Barbara Bianchi

 

VITERBO – Prosegue il maxi processo Asl. Dopo l’udienza del 16 gennaio scorso, andata avanti fino al tardo pomeriggio, continua la sfilata dei testimoni davanti ai Giudici e ai Pubblici Ministeri.

 

Venerdì 30 è stato il turno delle impiegate dell’unità organizzativa VPS, responsabile, all’interno dell’azienda ospedaliera, di acquistare prestazione socio-sanitarie esterne, di stipulare convenzioni, stilare atti deliberativi e controllare le fatture dei pagamenti.

 

Sono proprio le tre dipendenti, oggi in pensione, a raccontare genesi e sviluppo del rapporto di collaborazione tra la Asl e l’associazione “AureArt. I mestieri dell’Arte”, che, basandosi sull’idea della terapia occupazionale, prevedeva la creazione di laboratori espressivi e artistici per disabili.
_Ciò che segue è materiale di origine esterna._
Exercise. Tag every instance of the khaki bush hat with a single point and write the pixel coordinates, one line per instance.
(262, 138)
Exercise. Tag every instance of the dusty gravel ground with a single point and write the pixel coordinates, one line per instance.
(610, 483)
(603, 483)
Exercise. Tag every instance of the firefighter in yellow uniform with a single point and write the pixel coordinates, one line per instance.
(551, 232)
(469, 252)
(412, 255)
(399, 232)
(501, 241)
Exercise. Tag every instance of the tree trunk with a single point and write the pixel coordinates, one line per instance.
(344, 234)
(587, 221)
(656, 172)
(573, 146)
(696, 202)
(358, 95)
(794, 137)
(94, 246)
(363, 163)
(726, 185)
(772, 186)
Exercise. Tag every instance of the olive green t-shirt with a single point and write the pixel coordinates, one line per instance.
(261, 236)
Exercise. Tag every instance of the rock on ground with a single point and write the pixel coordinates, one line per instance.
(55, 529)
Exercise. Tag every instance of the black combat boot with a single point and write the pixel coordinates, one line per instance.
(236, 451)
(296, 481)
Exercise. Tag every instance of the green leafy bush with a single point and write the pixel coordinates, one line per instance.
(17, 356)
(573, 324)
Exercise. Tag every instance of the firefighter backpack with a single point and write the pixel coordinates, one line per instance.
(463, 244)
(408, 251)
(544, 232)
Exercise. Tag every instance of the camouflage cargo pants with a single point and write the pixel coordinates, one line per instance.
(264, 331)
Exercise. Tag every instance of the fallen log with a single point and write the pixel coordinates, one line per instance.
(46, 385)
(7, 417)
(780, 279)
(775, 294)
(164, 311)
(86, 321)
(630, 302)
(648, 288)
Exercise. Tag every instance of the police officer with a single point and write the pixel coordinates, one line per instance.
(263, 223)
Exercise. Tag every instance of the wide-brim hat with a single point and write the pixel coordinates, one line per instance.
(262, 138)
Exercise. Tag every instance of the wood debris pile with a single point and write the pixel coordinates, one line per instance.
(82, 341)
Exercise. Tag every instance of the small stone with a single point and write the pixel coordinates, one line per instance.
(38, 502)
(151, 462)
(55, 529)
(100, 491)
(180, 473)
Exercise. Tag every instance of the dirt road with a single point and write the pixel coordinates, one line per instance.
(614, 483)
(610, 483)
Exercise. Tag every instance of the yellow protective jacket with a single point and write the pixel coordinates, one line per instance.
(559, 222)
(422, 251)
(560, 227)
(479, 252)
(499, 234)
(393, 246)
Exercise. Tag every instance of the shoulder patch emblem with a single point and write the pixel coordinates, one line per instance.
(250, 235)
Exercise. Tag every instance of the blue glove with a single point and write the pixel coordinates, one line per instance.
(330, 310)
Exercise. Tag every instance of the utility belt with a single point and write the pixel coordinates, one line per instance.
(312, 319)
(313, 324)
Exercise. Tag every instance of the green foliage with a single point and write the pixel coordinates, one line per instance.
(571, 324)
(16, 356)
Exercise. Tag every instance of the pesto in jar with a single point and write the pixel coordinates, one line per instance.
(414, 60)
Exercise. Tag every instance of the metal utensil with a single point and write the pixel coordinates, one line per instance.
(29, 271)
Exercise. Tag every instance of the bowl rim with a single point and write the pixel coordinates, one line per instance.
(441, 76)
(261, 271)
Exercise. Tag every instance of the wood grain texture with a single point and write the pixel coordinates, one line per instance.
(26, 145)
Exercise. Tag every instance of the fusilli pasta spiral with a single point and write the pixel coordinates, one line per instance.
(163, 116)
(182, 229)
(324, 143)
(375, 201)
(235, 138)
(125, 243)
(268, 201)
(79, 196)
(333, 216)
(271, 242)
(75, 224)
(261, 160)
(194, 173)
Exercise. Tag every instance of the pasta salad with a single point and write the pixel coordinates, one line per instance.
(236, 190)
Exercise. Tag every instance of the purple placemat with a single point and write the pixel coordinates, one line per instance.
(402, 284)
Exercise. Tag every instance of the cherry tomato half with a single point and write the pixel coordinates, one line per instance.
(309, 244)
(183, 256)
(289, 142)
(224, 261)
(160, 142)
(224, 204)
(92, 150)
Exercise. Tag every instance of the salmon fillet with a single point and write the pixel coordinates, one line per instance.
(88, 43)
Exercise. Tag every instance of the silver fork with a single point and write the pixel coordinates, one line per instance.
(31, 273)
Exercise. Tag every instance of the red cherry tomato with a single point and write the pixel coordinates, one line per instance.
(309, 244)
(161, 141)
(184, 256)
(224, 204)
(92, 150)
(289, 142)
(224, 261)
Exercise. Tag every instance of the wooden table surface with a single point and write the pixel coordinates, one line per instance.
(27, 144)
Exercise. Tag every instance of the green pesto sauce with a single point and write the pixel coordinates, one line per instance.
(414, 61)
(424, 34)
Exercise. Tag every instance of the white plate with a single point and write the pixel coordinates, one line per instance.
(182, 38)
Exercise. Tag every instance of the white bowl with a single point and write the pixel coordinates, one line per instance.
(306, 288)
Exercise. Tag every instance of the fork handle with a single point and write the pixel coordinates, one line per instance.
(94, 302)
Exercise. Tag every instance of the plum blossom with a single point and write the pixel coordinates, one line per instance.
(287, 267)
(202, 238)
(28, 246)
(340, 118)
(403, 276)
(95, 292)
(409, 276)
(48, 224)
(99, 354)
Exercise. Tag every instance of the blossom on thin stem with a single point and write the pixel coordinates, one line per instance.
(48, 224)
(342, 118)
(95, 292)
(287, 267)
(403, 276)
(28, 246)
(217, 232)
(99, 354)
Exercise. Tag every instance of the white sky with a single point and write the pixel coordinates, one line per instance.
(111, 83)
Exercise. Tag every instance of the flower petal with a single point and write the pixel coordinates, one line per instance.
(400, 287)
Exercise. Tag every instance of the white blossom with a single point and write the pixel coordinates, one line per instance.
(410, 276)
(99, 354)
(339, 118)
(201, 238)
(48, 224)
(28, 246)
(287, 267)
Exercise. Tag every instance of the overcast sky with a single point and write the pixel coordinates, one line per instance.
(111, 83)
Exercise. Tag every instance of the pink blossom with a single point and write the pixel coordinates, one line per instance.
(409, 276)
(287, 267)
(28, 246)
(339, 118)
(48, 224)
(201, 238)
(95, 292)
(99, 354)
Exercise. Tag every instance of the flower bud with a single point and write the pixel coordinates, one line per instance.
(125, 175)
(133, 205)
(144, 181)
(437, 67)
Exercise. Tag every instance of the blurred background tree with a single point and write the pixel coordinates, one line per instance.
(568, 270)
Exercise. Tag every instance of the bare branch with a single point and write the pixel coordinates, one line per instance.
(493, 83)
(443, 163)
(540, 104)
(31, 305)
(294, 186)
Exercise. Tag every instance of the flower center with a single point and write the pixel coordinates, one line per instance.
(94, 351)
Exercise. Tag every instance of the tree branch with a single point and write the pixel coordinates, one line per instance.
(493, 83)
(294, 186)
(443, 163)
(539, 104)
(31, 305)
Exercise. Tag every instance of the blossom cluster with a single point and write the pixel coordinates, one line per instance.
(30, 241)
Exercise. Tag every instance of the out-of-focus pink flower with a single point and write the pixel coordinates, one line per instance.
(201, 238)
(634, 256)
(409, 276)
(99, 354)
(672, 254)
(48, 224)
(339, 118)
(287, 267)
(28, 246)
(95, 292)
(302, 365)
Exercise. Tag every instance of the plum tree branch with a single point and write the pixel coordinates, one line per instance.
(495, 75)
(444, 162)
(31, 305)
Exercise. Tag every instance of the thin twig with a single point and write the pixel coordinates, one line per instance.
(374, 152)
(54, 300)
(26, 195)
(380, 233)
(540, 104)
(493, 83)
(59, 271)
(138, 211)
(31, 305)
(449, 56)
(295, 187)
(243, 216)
A dirigere l’associazione, nel 2007, la moglie di Mauro Paoloni, consulente strategico dell’ex direttore generale Asl, Giuseppe Aloisio, entrambi imputati nel procedimento penale.

 

“Stilai io l’atto deliberativo riguardante la convenzione con l’associazione, lo scrissi sotto la guida del mio dirigente, il Dott. Renato Leoncini. Non conoscevo personalmente il progetto perché i miei compiti all’interno dell’ufficio erano altri – ha dichiarato una delle tre ex dipendenti Asl, Giuliana Mancuso – me ne occupai perché la collega deputata a farlo era assente per malattia e il dirigente aveva necessità di formalizzare l’atto.”.

 

La celerità era vitale. I tempi stringevano, infatti, se si voleva far rientrare il progetto nel consuntivo del secondo semestre 2007 e avere la certezza, quindi, di una copertura economica.

 

A puntare fortemente l’attenzione sull’iter burocratico della delibera, la difesa dell’ex dirigente generale Aloisio: le firme presenti sul documento sono molteplici e apposte cronologicamente dall’estensore dell’atto, dal responsabile della contabilità e bilancio, dal direttore amministrativo, dunque sanitario e solo infine dal direttore generale. A dimostrazione di come Aloisio rappresentasse solamente l’ultimo passaggio di un percorso ben più articolato.

 

Ma l’accusa non ci sta e punta dritto a svelare il carattere corruttivo del progetto.

 

“L’atto prevedeva finanziamenti semestrali destinati all’associazione per circa 60 mila euro” ha proseguito la teste Bastianini. Quasi la metà del costo totale delle collaborazioni tra Asl ed esterni, che, nel 2007, ammontava a 120.100 euro.

 

Un trattamento di favore non casuale, secondo i pm. Tucci e D’Arma. Le migliaia e migliaia di euro, destinate agli ideatori del progetto AureArt, rappresentavano, infatti, il prezzo da pagare per un posto di lavoro creato su misura per la moglie del consulente Mauro Paoloni, Giovanna Monti.